– А теперь вы оба выметайтесь отсюда. Патруль может вернуться. И если они не проявят особой дотошности, то могут решить, — он указал в сторону Вильгельма Второго, — что я — это он.
Не отрывая глаз от Лауры, я ответил Петру:
– Хорошо. Мы уходим. — И склонившись поближе к ней, добавил: — Прощай, моя ненаглядная.
А потом я направился к выходу, не оглядываясь, предоставляя Вильгельму возможность последовать за мной, если он этого захочет.
Когда мы оказались у самого выхода из облицованного стальными листами коридора, Кароль и Зенон уже были на месте. Оба они держались за рукоятки и с любопытством посмотрели на нас.
– А где?..
И тут в лаборатории позади нас грохнул выстрел. Лаура!
И я понял, что Петр даровал ей вечный покой единственным остававшимся у него способом.
– Пошли, — я потянул Вильгельма за рукав. — Теперь нам придется как следует поторопиться.
Он поспешил выполнить подразумевавшийся под этими словами приказ, не подозревая, что я разгадал его обман: такая конструкция никогда не сработает.
Так я спас мир, более ничего не стоивший для меня.
Внутри огромного помещения засуетились патрули, устремившиеся к оружейным кладовым; тяжелые сапоги глухо топали по устланным ковровыми дорожками коридорам. Однако они пропустили старшего научного специалиста, уходившего подальше от неведомой опасности, вдруг объявившейся в лаборатории.
Мы были уже слишком далеко, чтобы услышать звуки стрельбы, однако я знал: Петр дорого продаст свою жизнь.
А потом было узкое дефиле, в дальнем конце которого лежали четыре окровавленных трупа — убитый в полном составе патруль, а наш друг Станислав, бледный, смертельно раненый, стонал на полу будки часового.
Подошедший к нему Кароль пробормотал какие-то утешительные слова и немецким кинжалом даровал нашему спутнику единственную возможную для него свободу.
Отупев и ничего не ощущая, я шел к лесу, начиная свой путь к свободе.
Позже была встреча с представителями Королевских ВВС, а затем полет на родину; однако меня поразила посттравматическая амнезия, как мне сказали потом, и остаток пути домой навсегда затерялся в моей памяти.
Правда, я чуточку помню отчет, который давал на уединенной уилтширской ферме. Но полностью в памяти восстанавливается лишь разговор со Стариком, состоявшийся после того, как я вернулся к своим обязанностям в Уайтхолле.

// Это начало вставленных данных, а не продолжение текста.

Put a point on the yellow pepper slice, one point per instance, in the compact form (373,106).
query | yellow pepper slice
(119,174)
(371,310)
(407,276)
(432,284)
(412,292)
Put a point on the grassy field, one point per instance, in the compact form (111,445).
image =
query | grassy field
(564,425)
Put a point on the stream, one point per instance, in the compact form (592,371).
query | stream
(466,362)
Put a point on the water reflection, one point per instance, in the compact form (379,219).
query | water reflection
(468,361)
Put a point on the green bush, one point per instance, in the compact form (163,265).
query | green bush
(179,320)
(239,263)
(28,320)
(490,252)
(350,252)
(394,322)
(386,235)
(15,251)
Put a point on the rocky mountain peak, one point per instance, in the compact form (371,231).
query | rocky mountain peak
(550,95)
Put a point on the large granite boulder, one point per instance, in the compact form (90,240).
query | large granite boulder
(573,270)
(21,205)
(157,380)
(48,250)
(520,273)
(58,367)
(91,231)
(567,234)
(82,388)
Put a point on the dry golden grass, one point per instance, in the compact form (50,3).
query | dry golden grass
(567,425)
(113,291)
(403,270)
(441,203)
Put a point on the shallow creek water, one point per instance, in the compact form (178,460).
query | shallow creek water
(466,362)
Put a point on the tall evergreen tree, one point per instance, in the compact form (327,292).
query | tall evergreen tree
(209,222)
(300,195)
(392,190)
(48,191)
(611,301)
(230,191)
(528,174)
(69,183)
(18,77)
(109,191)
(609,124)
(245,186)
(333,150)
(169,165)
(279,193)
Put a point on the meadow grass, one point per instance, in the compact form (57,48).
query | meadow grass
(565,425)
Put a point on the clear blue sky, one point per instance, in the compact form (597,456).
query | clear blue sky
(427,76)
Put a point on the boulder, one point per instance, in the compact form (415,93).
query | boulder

– Садись, — он указал корешком трубки в сторону жесткого деревянного кресла. — Мне очень жаль Лауру.
– Благодарю вас, сэр.
На столе перед ним грудилась стопка машинописных листов, диаграммы были подписаны мелким разборчивым почерком, который я не мог не узнать.
– Можете отправить их прямо в корзину, — я показал на бумаги.
– Они ничего не стоят.
В его серых глазах промелькнуло одобрение.
– Бесспорно, ты не высказал этого там. Но почему ты прихватил с собой бесполезный живой балласт?
Я закрыл глаза.
Лаура…
Во снах она всегда смотрит на меня.
– Возможно, ты слишком рано приступил…
Я поднял веки.
– Прошу прощения, сэр, — я должен был объяснить. — Это моя вина. Мне слишком многое было известно. Зная то, что показал мне Фейнман, я мог бы лично довести до ума тот неудачный проект. Я мог бы заставить нацистскую программу работать. Исправить ошибку Вильгельма…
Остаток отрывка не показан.